The aim of the present study was to investigate
bromodeoxyuridine (
BrdU) uptake and coordinated distribution of
proliferating cell nuclear antigen (
PCNA) and p34-cdc2-kinase, two important
proteins involved in cell cycle regulation and progression. Flow cytometric analysis of marker
proteins in freshly plated mouse T-
lymphoma cells (Yac-1 cells), using
fluorescein isothiocyanate (
FITC)-labeled specific
antibodies, showed
PCNA distributed throughout the cell cycle with increased intensity in S-phase.

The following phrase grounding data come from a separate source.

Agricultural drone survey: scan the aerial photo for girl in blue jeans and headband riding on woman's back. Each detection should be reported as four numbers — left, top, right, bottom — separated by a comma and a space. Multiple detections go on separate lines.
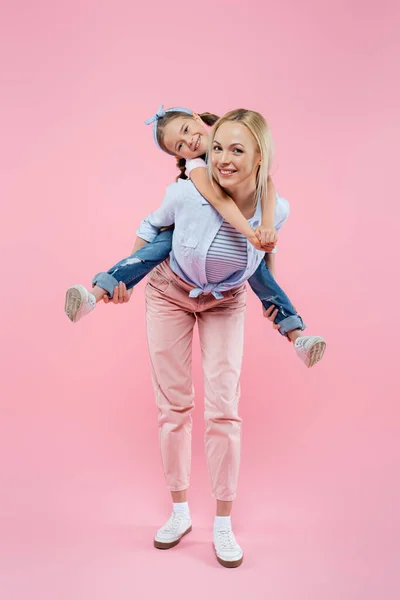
65, 107, 326, 367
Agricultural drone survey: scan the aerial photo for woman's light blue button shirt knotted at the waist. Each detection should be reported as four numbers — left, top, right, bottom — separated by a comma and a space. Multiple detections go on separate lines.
137, 179, 289, 299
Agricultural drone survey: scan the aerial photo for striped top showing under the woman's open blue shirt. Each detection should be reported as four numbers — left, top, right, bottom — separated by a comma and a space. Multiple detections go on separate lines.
206, 221, 247, 283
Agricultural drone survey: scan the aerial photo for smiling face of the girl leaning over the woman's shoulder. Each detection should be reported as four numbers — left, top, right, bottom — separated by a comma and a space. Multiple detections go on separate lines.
163, 115, 208, 159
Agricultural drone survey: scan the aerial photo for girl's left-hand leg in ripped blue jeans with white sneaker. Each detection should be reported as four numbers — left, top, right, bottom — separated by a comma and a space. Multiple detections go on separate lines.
65, 229, 173, 323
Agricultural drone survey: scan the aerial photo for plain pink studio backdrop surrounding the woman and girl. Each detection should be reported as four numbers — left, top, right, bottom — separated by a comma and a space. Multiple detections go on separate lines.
0, 0, 400, 600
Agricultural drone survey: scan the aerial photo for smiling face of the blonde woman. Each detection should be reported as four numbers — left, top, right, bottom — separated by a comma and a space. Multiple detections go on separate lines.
211, 121, 261, 189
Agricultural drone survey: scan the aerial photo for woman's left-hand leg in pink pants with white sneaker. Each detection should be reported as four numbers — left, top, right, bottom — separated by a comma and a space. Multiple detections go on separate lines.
146, 269, 195, 549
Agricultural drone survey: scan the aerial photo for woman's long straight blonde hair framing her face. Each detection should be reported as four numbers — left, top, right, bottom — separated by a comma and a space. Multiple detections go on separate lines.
208, 108, 274, 205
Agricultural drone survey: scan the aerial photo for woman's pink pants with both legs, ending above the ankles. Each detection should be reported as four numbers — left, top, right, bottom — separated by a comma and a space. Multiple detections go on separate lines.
146, 261, 246, 500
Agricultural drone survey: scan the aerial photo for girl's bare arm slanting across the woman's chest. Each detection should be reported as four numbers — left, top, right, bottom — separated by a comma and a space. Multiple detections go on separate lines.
190, 163, 260, 248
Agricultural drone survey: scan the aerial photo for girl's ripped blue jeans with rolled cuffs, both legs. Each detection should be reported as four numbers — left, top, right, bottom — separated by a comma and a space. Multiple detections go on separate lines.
92, 229, 305, 335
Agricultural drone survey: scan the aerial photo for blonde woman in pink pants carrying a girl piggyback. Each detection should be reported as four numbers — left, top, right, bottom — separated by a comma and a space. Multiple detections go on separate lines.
135, 109, 282, 567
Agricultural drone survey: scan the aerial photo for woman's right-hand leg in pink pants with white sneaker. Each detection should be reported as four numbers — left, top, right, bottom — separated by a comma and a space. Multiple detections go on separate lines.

PCNA is essential for cells to cycle through S-phase and its synthesis is initiated during late G1-phase before incorporation of
BrdU and remains high during active DNA replication. The intensity of
PCNA fluorescence increases with the duration of incubation after plating. The cdc2-kinase was detectable in all phases of the cell cycle and the G2-M-phase appears to have the maximum concentrations. The cell cycle analysis of high dose
colcemid (2 micrograms/ml) treated Yac-1 cells showed an
aneuploid or hypodiploid population. Although the G2-M-phase seems to be the dominating population in
aneuploid cells, the concentrations of cdc2-kinase were variable in this phase of cell cycle. The
colcemid treatment at 25 ng/ml arrested 96% of cells in S-phase and G2-M-phase, but
PCNA expression was evident in a portion of the cell population in G2-M-phase. Although cells blocked in M-phase seem to have high levels of cdc2-kinase,
colcemid renders them inactive. From these data, it appears that the down regulation and/or inactivation of cdc2-kinase could be responsible for the
colcemid arrest of cells in M-phase.